When it closes behind her, his hand reaches for mine. I jump at the sting of his fingers on my skin.
‘ By God , Amelia ! That was the most difficult experience I ever had to bear. I am grateful indeed for your care, but I can almost smell your fear. Please tell me you are not afraid of me. What can I do to put you at ease?’
His eyes ravage my face to read me. Mine gaze at his lips, broad and full, with a cupid’s bow too perfect for a man. Quivering like a chick, I close my eyes. I feel the visceral thrum of his heartbeat in the air and inwardly curse the image that clouds my thoughts. I taste his lips on mine.
‘ I swear that is not my intention. I would never do anything to frighten or harm you, Amelia .’ He whispers the words, but they deafen me with meaning. ‘ What spell you have cast upon me, pray tell? I am completely undone…’

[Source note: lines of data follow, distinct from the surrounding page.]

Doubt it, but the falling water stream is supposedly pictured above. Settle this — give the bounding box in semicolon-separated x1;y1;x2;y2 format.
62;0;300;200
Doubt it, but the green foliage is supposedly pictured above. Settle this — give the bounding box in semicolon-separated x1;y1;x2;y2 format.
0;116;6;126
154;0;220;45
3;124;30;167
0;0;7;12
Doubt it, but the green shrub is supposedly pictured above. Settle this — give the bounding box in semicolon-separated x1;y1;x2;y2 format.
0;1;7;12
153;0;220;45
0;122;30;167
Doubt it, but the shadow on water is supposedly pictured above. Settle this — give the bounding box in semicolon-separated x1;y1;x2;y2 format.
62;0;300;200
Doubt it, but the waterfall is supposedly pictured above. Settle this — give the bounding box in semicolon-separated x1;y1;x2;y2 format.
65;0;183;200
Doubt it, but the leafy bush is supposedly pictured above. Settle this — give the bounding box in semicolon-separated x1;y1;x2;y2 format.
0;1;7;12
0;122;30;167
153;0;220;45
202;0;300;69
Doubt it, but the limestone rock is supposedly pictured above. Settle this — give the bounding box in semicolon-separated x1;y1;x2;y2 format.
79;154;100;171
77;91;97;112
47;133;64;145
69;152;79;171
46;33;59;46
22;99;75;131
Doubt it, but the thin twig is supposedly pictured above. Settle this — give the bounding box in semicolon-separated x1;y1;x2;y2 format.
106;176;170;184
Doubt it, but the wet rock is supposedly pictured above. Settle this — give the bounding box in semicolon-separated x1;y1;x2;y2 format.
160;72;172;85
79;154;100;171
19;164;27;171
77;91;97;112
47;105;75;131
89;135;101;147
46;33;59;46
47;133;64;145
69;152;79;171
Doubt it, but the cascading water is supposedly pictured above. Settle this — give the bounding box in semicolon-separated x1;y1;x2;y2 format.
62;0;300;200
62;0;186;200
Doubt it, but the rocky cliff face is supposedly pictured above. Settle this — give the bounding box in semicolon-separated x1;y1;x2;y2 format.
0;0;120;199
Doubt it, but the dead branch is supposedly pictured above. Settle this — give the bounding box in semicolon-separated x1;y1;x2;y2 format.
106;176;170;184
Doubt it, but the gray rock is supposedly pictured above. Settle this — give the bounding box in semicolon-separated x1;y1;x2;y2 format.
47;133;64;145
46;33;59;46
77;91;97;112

I run my tongue over parched lips. Warmth floods my face like the heat from a washerwoman’s copper. ‘ Please . You must excuse me now.’

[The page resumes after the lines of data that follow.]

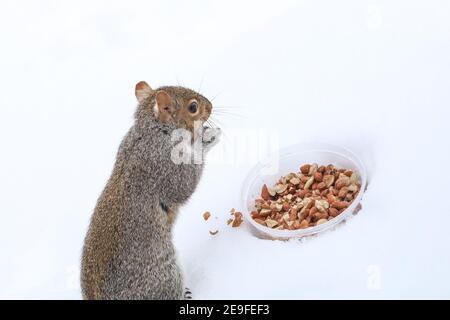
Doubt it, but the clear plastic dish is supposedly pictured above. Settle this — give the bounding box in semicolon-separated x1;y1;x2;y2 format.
242;143;367;239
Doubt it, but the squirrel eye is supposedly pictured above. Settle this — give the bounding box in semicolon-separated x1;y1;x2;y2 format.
188;101;198;113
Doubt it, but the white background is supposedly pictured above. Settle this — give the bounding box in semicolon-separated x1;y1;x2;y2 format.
0;0;450;299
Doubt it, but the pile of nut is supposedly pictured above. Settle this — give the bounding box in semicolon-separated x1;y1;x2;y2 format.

‘ You mean, please… Jago .’ He smiles and dimples appear beside his lips. Such impudence. I will not say his name. It is too intimate. I cannot.
I avert my eyes for fear my face says too much.
‘ No ? Suit yourself,’ he says. ‘ I am humbly in your service, regardless.’
I step away as Mary Nancarrow enters the room. ‘ What do you say to a nice brew, Mr Carrick ? Mrs Treloar ?’
How fortunate she has not read the scene correctly, for I am floundering. I pat my hair into place and then shuffle to rearrange items on the table in time with my quickening heartbeat. My body is aglow from top to toe from the ardour of his intentions.
‘ Mrs Nancarrow , what a splendid idea!’ Jago answers in an even tone. ‘ You are far too kind. A saint, in fact. I must endeavour to remind Nancarrow of the fact when next I see him.’
‘ Oh , sir. What a lark! He don’t notice, nor do he appreciate his good fortune.’ Mary’s plump face floods with colour in response to the flattery, and a beaming smile reveals a missing front tooth.
Some hours later, the sun commences its descent beyond the rise, and the golden glow shines through my windowpane. Mary Nancarrow draws her shawl about her shoulders and takes my hands in hers. She has shown me more favour in one day than I ever recall. ‘ I be sorry to leave you, maid. I will send Nancarrow dreckly with a cart to take his lordship home. I seen the way he looks at you, me luvver. It’s not fitting.’ She nods, looking at me sternly. ‘ People will talk some. They already speak of what you and your mother be, without knowing your ways.’
I bow my head, accepting her kindness.
‘ I pay no mind to simpletons who shun the old ways. But be careful here, maid.’ She inclines her head to where our patient slumbers. ‘ Think of your good husband, if nought else.’
I walk her to the path and wave her on until her figure is a speck of dust on the horizon, and she follows the sun to the far side of the valley.
Alas … I fear her warning is too late.